Once installed, the geoip package provides over a dozen PHP functions for accessing geolocation information by IP address or host name.  The function you’ll probably be most interested in is geoip_record_by_name ( string $hostname ).

Consider the code:

$ipAddress = $_SERVER['REMOTE_ADDR'];
print_r(geoip_record_by_name($ipAddress));

This will output an associative array that will look something like:

Array
(
    [continent_code] => NA
    [country_code] => US
    [country_code3] => USA
    [country_name] => United States
    [region] => TX
    [city] => Houston
    [postal_code] => 77002
    [latitude] => 29.7523002625
    [longitude] => -95.3669967651
    [dma_code] => 618
    [area_code] => 713
)

You can now take this data and customize your site’s user experience based on the location of the user, with one important caveat: no geolocation database is 100% accurate, and the free GeoIP city database from MaxMind is less accurate than their pay version.  So, you must not rely on this data for critical functionality.
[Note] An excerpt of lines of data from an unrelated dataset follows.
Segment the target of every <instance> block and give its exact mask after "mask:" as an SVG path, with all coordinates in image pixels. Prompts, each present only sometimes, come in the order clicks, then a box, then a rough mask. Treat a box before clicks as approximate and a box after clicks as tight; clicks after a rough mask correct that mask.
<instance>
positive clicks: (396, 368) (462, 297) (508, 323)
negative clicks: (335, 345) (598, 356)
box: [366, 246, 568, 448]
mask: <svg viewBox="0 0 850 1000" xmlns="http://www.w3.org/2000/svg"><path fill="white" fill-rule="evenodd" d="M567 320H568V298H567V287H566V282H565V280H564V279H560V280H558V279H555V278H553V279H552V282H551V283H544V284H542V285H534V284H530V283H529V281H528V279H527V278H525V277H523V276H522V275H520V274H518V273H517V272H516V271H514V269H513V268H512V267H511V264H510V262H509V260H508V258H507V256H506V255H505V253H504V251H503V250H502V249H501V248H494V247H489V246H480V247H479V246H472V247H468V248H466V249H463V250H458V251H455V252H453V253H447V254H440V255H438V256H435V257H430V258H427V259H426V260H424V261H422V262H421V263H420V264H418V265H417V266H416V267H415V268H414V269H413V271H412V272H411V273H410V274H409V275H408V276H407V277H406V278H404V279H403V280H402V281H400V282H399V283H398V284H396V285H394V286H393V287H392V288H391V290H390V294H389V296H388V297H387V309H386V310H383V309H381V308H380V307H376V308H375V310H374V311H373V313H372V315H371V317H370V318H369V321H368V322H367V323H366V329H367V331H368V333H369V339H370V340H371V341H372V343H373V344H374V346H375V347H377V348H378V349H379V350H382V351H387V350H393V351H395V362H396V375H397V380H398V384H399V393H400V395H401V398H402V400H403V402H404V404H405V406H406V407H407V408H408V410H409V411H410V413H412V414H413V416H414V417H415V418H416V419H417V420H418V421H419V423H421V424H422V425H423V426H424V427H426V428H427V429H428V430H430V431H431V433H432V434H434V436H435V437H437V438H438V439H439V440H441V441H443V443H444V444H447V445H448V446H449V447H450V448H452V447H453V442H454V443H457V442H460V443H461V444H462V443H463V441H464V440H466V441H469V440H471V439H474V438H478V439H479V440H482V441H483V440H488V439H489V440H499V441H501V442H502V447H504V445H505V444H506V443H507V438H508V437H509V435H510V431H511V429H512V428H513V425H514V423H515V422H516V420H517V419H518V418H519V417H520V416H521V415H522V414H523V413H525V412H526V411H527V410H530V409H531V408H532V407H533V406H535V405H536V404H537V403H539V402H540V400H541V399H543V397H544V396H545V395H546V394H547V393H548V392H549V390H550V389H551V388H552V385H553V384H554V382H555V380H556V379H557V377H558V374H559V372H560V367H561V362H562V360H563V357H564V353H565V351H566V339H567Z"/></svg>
What have I done with IP address geolocation?

I’ve begun using it to promote US state quizzes to visitors of GoToQuiz.  There is at least one quiz for every US state.  I’m in the process of selecting which one I like best for each and promoting it to users based on their home state, with a little help from GeoIP.

Using my newly-created state flag icons, a link to the quiz of a user’s own state will display at the bottom of a quiz results page, like so:

state quiz example

The idea is to catch the eye of the visitor with the correct link text and state flag, so that he or she will continue to explore GoToQuiz.

In the array above, returned by GeoIP, you can see that the “region” key returns the two-letter state code for US states.  That is what I am interested in for this application.  Some PHP code:

1
2
3
4
5
6
7
8
9
10
if (function_exists('geoip_record_by_name')) {
    $city = geoip_record_by_name($_SERVER['REMOTE_ADDR']);
    if ($city && $city['country_code'] == 'US' && $city['region']) {
        require_once('quiz/StateQuizMap.php');
        $stateq = StateQuizMap::lookupQuiz($city['region']);
        if ($stateq) {
            // code for displaying link omitted
        }
    }
}

On Line 1 I check to ensure the geoip function exists.  Then I call it to get the data based on the user’s IP address.  Because the GeoIP database is incomplete, I check to see whether it has the appropriate data set, as well as to see if it is a US record.  If so, on Lines 3 through 5 I use another class, called StateQuizMap, to look up the desired state quiz based on the value of $city[‘region’] (which is the two-letter state code).  If such a quiz is returned, I display the link. Voilà!

You can probably think of many great ideas to implement with geolocation.  Happy coding!